So, I am fascinated by the async stuff, and by Trio, as it seems very thoroughly thought out, and much less prone to random exceptions than asyncio.
So here's the traditional experiment, parallel loading of web pages. I have a list of 56 highest-traffic sites. Straight-forward site-after-site fetch takes around a minute and a half on my network.
To use Trio for fetching web pages on Pythonista, you need to pip install:
trio
asks
contextvars
Also, you need to include the following, to circumvent or silence errors and warnings due to the way Pythonista has set up signal and sys.excepthook handling:
import warnings, signal
with warnings.catch_warnings():
warnings.simplefilter("ignore")
import trio
signal.signal(signal.SIGINT, signal.SIG_DFL)
Reward here is of course that the same list can then be fetched in parallel and in 4-6 seconds, or in 1/20th of the time that the sequential approach takes.
s = asks.Session(connections=100)
async def grabber(site):
r = await s.get('https://'+site, timeout=5)
content = r.text
print(site)
async def main():
async with trio.open_nursery() as n:
for site in sites:
n.start_soon(grabber, site)
Ok, so then I thought about Scripter, the generator-based asynchronous 'language' originally designed to run off the Pythonista UI loop, running UI animations.
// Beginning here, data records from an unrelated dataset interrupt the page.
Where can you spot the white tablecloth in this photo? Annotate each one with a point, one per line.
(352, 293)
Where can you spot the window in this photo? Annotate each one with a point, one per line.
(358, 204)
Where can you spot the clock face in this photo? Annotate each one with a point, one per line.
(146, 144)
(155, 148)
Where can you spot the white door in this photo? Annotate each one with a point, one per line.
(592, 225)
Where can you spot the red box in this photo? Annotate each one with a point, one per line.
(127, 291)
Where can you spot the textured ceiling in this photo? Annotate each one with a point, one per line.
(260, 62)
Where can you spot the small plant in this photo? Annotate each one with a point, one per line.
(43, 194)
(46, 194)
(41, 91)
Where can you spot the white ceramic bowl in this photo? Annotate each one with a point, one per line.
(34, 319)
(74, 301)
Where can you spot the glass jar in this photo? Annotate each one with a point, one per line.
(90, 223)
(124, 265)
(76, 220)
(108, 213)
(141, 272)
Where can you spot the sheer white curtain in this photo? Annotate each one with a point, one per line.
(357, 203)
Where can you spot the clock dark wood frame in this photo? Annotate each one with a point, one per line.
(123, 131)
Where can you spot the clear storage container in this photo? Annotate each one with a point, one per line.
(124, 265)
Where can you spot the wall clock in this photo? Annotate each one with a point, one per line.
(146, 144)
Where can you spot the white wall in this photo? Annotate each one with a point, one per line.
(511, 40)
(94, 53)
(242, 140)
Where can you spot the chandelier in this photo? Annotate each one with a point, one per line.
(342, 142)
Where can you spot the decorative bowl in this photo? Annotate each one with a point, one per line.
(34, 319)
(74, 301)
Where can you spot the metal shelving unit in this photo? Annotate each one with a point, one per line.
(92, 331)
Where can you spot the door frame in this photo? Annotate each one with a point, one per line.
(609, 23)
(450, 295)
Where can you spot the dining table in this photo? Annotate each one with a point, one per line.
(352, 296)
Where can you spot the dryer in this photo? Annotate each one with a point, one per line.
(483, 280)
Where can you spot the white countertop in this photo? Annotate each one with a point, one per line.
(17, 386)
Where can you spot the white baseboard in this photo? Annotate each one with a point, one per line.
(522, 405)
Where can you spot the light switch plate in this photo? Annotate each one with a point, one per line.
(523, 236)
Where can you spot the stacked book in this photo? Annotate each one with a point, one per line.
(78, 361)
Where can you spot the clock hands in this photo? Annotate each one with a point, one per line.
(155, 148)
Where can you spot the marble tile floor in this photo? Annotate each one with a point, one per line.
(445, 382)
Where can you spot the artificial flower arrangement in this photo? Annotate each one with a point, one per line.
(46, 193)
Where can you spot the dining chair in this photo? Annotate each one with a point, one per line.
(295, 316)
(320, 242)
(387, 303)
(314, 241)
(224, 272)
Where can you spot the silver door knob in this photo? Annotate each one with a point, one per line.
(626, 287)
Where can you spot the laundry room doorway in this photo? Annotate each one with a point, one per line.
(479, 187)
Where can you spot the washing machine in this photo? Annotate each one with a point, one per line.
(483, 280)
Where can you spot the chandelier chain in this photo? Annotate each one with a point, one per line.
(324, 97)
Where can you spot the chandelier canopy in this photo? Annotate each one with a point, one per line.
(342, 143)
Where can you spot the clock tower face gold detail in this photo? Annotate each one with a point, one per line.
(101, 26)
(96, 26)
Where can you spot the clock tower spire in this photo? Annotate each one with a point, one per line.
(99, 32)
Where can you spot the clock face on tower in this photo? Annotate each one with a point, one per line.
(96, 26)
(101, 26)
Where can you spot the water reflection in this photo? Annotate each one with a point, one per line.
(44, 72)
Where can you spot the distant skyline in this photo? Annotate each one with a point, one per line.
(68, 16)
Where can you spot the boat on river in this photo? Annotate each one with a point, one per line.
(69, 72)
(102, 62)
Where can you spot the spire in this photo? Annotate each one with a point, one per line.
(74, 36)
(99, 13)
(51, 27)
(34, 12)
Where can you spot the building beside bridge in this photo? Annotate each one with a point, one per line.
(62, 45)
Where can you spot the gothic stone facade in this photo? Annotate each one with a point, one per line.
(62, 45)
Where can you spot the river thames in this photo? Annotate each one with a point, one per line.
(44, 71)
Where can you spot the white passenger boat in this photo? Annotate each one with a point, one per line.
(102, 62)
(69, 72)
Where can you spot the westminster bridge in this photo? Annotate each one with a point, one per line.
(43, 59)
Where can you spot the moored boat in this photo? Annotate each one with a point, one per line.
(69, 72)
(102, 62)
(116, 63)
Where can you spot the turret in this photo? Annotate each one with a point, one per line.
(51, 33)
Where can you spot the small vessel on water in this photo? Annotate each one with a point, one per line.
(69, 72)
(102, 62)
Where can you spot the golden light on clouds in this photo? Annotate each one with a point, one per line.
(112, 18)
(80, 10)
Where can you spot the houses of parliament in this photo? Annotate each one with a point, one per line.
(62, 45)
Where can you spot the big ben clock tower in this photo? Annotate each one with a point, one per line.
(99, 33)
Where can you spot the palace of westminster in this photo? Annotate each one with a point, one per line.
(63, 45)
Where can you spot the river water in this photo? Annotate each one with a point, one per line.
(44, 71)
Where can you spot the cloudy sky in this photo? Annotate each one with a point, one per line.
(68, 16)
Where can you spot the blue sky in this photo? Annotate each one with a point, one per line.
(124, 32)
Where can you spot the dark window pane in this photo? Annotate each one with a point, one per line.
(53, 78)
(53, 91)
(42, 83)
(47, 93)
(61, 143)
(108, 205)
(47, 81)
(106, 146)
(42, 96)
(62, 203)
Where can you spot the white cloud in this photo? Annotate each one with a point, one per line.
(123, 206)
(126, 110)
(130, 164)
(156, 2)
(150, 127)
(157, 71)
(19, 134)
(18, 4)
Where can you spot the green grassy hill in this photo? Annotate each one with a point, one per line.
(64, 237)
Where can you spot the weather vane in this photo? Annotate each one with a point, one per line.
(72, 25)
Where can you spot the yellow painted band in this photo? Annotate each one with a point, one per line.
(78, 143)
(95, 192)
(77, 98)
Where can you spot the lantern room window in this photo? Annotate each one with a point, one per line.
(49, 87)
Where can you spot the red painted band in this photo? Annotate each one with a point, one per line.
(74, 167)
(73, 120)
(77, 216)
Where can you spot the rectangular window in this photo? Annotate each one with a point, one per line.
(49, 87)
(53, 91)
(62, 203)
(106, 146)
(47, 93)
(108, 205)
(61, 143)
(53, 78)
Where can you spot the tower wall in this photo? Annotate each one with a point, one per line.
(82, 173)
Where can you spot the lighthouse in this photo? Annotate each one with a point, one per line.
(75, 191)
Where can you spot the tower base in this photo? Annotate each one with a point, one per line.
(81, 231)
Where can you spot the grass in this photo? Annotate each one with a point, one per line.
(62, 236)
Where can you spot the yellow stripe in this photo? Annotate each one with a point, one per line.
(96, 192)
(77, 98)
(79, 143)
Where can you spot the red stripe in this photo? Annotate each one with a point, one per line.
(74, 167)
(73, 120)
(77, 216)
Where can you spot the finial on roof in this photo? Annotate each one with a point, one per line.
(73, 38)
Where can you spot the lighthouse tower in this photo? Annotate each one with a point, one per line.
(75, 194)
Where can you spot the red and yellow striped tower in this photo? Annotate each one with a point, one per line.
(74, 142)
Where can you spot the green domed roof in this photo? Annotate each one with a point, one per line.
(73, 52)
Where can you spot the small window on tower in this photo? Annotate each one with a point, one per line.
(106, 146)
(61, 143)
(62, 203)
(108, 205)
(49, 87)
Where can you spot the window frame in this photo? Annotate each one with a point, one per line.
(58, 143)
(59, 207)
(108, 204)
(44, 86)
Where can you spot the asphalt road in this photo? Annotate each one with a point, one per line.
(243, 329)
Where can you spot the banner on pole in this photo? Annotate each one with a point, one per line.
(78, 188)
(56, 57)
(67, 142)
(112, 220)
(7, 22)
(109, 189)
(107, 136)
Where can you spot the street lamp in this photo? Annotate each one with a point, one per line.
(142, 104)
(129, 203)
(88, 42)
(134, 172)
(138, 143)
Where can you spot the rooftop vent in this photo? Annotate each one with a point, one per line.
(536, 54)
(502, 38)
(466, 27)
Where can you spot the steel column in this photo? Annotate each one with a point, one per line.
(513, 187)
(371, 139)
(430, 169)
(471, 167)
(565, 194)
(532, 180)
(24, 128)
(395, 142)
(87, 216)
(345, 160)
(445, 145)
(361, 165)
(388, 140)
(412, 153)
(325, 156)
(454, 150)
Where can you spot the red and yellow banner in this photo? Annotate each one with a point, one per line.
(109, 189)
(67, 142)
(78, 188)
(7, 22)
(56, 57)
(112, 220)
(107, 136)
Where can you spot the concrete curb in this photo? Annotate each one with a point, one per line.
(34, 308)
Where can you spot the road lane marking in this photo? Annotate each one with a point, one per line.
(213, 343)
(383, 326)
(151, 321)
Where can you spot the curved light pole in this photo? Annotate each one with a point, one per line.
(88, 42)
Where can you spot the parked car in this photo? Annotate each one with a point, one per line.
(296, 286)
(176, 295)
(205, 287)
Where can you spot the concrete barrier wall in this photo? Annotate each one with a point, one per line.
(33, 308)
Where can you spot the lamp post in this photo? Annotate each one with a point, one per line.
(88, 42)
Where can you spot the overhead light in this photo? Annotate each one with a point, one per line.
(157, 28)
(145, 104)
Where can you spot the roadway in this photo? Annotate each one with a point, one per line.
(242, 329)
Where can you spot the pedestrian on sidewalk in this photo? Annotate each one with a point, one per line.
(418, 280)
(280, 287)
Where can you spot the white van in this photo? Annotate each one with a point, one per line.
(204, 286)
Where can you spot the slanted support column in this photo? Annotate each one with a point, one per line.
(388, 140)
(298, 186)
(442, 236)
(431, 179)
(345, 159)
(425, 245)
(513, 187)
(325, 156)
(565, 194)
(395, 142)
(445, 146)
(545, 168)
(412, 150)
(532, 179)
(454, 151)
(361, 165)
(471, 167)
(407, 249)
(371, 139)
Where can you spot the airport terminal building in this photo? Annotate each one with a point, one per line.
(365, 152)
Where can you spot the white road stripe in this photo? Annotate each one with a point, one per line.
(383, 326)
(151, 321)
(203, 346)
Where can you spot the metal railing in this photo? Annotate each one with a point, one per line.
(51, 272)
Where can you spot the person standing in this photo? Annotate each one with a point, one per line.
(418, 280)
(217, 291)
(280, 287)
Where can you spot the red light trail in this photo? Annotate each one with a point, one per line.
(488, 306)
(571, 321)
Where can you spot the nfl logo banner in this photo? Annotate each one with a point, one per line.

I changed Scripter to use Trio as the underlying loop, and to be able to call async def functions as part of the scripts. Here is the Scripter version of the above trio code:
@script
def retrieve_all():
for site in sites:
worker(site)
print(site)
@script
def worker(site):
result = get('https://'+site, timeout=5)
yield
content = result.value.text
I have gotten so used to Scripter that I much prefer the "parallel by default" way it operates. This is of course somewhat in opposition to the "explicit parallelism" philosophy of the asyncio/trio crowd.